Wednesday, February 10, 2016

Unemployment vs. Employment

The unemployment rate is now down to 4.9%, which is quite low, and wages are finally starting to rise a little. Great. However, other numbers on the labor market are not so good. Tyler Cowen calls attention to the percentage of people working, which is above. You can see that this number is recovering only slowly from the big drop it took when the recession hit. Nobody really knows what this means. As our society ages, and fewer teenagers work, the number should be trending downward, but it that wouldn't account for a 3.5% drop. It may be that many people responded to the crash by retiring a little earlier than they had planned, and they now have no interest in returning to work. But the loss of workers remains puzzling. Where did they go?

1 comment:

G. Verloren said...

I imagine that part of why "unemployment" is so low, but the number of people working hasn't risen, is because unemployment measures only people actively trying to get into the labor force. If some people have simply lost hope of finding jobs and are no longer actively looking, that could account somewhat for the above factors.
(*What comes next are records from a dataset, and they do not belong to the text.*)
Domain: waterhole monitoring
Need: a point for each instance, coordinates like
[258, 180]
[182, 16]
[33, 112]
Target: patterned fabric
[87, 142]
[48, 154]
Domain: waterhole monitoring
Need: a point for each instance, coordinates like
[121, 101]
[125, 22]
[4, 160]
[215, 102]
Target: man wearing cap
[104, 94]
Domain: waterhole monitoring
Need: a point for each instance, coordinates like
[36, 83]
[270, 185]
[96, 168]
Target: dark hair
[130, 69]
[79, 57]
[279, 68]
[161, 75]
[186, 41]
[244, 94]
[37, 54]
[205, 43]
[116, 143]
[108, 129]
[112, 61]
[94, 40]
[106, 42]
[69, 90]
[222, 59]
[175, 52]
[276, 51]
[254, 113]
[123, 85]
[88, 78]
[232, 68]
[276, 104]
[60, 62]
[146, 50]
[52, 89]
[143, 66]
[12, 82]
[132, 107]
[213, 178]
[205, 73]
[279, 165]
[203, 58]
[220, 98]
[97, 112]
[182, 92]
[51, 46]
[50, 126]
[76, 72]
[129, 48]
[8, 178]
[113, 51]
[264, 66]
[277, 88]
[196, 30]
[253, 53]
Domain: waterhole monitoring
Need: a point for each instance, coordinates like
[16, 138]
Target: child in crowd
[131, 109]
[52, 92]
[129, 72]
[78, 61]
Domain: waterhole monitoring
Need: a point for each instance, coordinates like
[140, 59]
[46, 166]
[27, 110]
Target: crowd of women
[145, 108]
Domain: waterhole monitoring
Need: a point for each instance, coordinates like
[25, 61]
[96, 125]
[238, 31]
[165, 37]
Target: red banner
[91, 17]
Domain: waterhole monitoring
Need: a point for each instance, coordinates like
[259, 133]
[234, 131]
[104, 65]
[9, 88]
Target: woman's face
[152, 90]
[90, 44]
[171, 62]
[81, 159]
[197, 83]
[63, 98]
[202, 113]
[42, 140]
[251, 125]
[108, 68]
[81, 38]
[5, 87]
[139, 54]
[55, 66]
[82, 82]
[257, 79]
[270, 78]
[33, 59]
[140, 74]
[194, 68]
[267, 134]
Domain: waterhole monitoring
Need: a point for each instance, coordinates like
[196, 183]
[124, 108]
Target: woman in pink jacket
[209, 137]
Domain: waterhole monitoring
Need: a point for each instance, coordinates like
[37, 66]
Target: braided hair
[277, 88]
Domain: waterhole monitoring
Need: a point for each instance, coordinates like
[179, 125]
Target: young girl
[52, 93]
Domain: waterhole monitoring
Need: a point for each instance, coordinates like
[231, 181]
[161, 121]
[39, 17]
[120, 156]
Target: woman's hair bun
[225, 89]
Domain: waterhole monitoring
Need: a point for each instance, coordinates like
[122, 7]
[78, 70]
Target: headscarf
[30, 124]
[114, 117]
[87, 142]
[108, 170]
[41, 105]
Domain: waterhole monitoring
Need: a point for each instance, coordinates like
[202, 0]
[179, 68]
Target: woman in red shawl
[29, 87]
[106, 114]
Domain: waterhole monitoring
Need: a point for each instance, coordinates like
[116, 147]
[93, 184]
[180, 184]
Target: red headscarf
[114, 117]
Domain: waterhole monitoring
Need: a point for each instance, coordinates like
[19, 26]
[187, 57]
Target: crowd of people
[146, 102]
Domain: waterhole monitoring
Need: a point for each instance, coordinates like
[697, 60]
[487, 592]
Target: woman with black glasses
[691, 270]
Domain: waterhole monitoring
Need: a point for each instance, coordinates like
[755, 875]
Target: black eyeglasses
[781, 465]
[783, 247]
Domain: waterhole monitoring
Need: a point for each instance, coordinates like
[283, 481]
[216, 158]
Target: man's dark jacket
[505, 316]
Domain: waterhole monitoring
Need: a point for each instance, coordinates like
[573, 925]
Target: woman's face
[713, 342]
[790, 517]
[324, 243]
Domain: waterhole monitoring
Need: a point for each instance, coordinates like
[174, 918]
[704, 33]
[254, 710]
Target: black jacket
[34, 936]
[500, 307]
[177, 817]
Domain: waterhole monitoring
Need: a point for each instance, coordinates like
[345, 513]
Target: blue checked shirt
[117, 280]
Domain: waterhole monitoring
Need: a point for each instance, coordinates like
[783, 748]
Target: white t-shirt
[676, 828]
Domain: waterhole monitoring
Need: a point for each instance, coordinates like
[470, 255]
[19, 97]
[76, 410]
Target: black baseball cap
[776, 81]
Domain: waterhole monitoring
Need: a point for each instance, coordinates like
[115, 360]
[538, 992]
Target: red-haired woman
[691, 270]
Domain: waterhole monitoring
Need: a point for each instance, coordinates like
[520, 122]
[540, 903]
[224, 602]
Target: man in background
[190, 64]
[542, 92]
This could take the form of people working under the table, or possibly even resorting to criminality to make ends meet. It could also take the form of increased dependency, perhaps with fewer individuals living alone but instead relying on family to support them, which would have a lower total expenditure through shared resources.

There may be other factors as well. Perhaps incarceration is impacting things - while total incarceration numbers peaked in 2008, it may be that a greater percentage of working age individuals are in prison than previously, and therefore unable to seek work. Perhaps military service is contributing in a similar way, as employment figures only count civilians, so individuals seeking reliable "work" might be joining the Armed Forces to survive rather than struggling to find regular day jobs instead.

There may also simply be issues of economic viability of working. Families which previously had two working adults might be struggling along now with only one, and compensating with frugality. This might particularly affect parents, who may not be able to afford daycare for their children which would allow them to both work steady jobs (even with the increased income), and thus one parent must by necessity remain home to tend the children.

There are many possible contributing factors, even beyond those I mention.